Jean-Michel CHAVANAS

Mercatel
Interview croisée avec Jean-Michel Chanavas de Mercatel et Bertrand Pineau de la FEVAD pour la newsletter Syrtals.

Dans cette interview, Jean-Michel Chanavas de Mercatel et Bertrand Pineau de la FEVAD reviennent sur l’évolution des services de paiement dans le retail et le e-commerce dans le contexte de la crise sanitaire. Ils détaillent les attentes et souhaits majeurs des retailers et e-marchands en matière de services de paiement. Ils abordent également le nouveau scheme européen EPI ou de nouveaux services de paiement basés sur l’Instant Payment et l’initiation de paiement.
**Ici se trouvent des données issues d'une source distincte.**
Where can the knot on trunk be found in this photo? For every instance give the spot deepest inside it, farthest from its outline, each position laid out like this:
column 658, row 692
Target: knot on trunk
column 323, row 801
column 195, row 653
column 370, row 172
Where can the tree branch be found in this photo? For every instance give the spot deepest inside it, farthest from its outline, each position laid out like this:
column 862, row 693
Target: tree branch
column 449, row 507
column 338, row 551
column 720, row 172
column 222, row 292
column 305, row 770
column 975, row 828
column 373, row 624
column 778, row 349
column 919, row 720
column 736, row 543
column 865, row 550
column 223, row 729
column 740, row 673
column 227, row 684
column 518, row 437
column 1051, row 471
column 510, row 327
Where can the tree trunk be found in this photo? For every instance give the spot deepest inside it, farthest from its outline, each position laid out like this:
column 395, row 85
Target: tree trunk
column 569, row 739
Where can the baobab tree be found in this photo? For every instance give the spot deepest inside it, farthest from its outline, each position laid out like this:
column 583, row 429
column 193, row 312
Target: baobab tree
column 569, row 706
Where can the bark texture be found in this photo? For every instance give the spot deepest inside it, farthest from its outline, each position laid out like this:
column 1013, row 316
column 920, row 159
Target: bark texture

  1. Comment les services de paiement ont-ils évolué depuis un an dans le retail et le e-commerce avec la crise sanitaire ?
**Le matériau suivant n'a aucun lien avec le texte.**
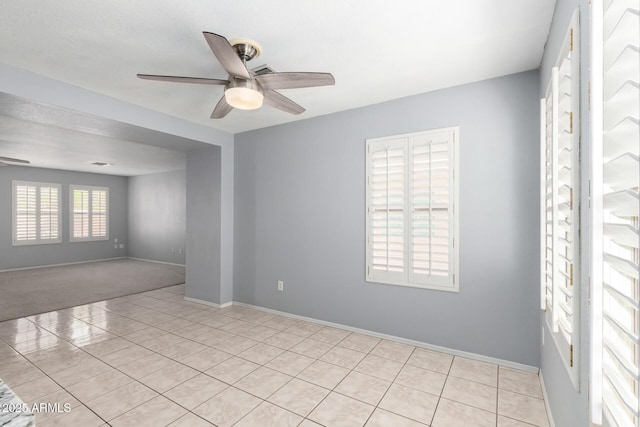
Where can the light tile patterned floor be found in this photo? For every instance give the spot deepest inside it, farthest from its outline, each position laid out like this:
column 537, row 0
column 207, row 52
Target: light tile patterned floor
column 154, row 359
Jean-Michel : Depuis un an, la part des paiements à distance se développe. Si bien, que ce sujet est devenu particulièrement pertinent pour l’ensemble des commerçants et pas simplement pour le secteur de l’e-commerce, comme cela a été longtemps le cas. Au niveau des points de vente, la transformation majeure vient de l’essor du paiement sans contact et de celui, de facto, du paiement par carte. Depuis la hausse du plafond du sans contact, qui est passé de 30 à 50 euros, les cartes sont devenues le moyen de paiement privilégié des consommateurs : plus de la moitié des paiements par carte se font via le sans contact. Les paiements par chèques ou en espèces ont, quant à eux, connu une chute importante, concomitante avec la crise sanitaire.

Bertrand : Effectivement, sur un an, les chiffres sont probants. On constate une croissance assez forte des achats en ligne, liée à la pandémie. Cependant, cette hausse est contrastée. En effet, le e-commerce n’a pas submergé les autres formes de commerce. De manière générale, l’échange de produits a connu une forte croissance en 2020, tandis que l’échange de services a connu un ralentissement. Pour illustrer ce fait, on pense notamment au tourisme, à l’industrie des voyages, etc. qui sont à l’arrêt depuis bientôt un an. Ainsi, seule la partie du e-commerce qui concerne la vente de produits est concernée par cette hausse exponentielle. Les réseaux de magasin eux-mêmes ont été amenés à développer leurs capacités de vente en ligne, puisque seul ce canal-là était disponible. J’ajouterai que le paiement sans contact n’inclut pas que le paiement en carte, mais inclut également le paiement mobile, même s’il reste marginal. Depuis cinq ans, et indépendamment du COVID, le tissu réglementaire européen a beaucoup évolué. Face à une économie qui se digitalise à grande vitesse, l’Union européenne a voulu renforcer la sécurité des paiements à distance et réguler les nouveaux acteurs du paiement, avec notamment la DSP2. Finalement, on s’aperçoit que l’entrée en vigueur de cette directive est arrivée à point vu l’ampleur que prennent les paiements électroniques aujourd’hui.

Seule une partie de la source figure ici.